SACRAMENTO, Calif. (AP) -- California's demand for lower agricultural water use during the drought will likely survive a legal challenge, a judge indicated Thursday.
Sacramento Superior Court Judge Shelleyanne Chang said during a hearing that she believes the state's revised approach to warning farmers of insufficient supplies is legal.
She previously ruled that other notices were improper.
At issue are thousands of letters sent this year to farmers, government agencies and corporations with water rights telling them to cease pumping because rivers and streams in the Central Valley are too dry to meet demand.
Recipients were required to fill out a form confirming they stopped diverting water, although only about a third did so.
The West Side Irrigation District, serving farmers east of San Francisco, challenged its notice in court and said it amounted to an illegal order without a hearing. Chang partially agreed and said the state couldn't enforce its notices.
The State Water Resources Control Board responded by sending new letters that stripped out mandatory-sounding language.
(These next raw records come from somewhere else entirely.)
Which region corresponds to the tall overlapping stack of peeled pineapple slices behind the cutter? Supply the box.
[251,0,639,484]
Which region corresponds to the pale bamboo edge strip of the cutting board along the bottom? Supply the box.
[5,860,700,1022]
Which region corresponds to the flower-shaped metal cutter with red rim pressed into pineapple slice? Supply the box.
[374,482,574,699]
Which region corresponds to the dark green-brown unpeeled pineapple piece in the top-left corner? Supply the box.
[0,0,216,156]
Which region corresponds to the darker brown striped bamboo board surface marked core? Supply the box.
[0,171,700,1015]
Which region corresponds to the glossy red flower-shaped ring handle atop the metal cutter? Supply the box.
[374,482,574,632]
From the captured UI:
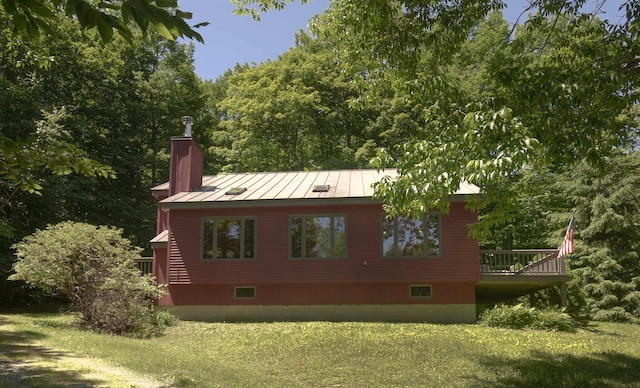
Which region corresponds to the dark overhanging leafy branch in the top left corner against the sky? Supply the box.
[2,0,203,42]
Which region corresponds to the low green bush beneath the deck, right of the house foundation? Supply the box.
[479,304,578,332]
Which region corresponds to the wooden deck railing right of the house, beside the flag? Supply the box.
[480,249,564,275]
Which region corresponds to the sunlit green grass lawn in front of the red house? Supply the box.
[0,314,640,387]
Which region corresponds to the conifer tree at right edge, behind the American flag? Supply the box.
[556,152,640,323]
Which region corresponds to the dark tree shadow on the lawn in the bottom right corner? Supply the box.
[473,352,640,388]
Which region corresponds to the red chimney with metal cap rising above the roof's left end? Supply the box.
[169,116,204,196]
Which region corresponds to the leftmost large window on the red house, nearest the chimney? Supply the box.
[202,218,256,260]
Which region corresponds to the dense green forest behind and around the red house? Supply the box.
[0,1,640,322]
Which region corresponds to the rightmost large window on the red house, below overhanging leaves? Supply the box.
[382,213,441,257]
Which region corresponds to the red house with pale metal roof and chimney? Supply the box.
[151,131,568,322]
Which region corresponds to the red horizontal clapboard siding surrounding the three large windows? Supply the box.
[169,202,480,288]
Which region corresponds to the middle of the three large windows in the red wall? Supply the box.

However it still maintains it can fine those who take water when there is not enough available under their rights.
Board prosecutors issued a cease-and-desist order against West Side to stop it from pumping from a waterway and provided an opportunity to have a hearing before the water board.
Steve Herum, an attorney for West Side, said at Thursday's hearing that the water board was retaliating against the irrigation district for challenging the cuts in court and that the new letters were still illegal.
The judge did not issue a final ruling.
The case is one of several in California involving irrigation districts going to court to protect their rights to divert water for crops.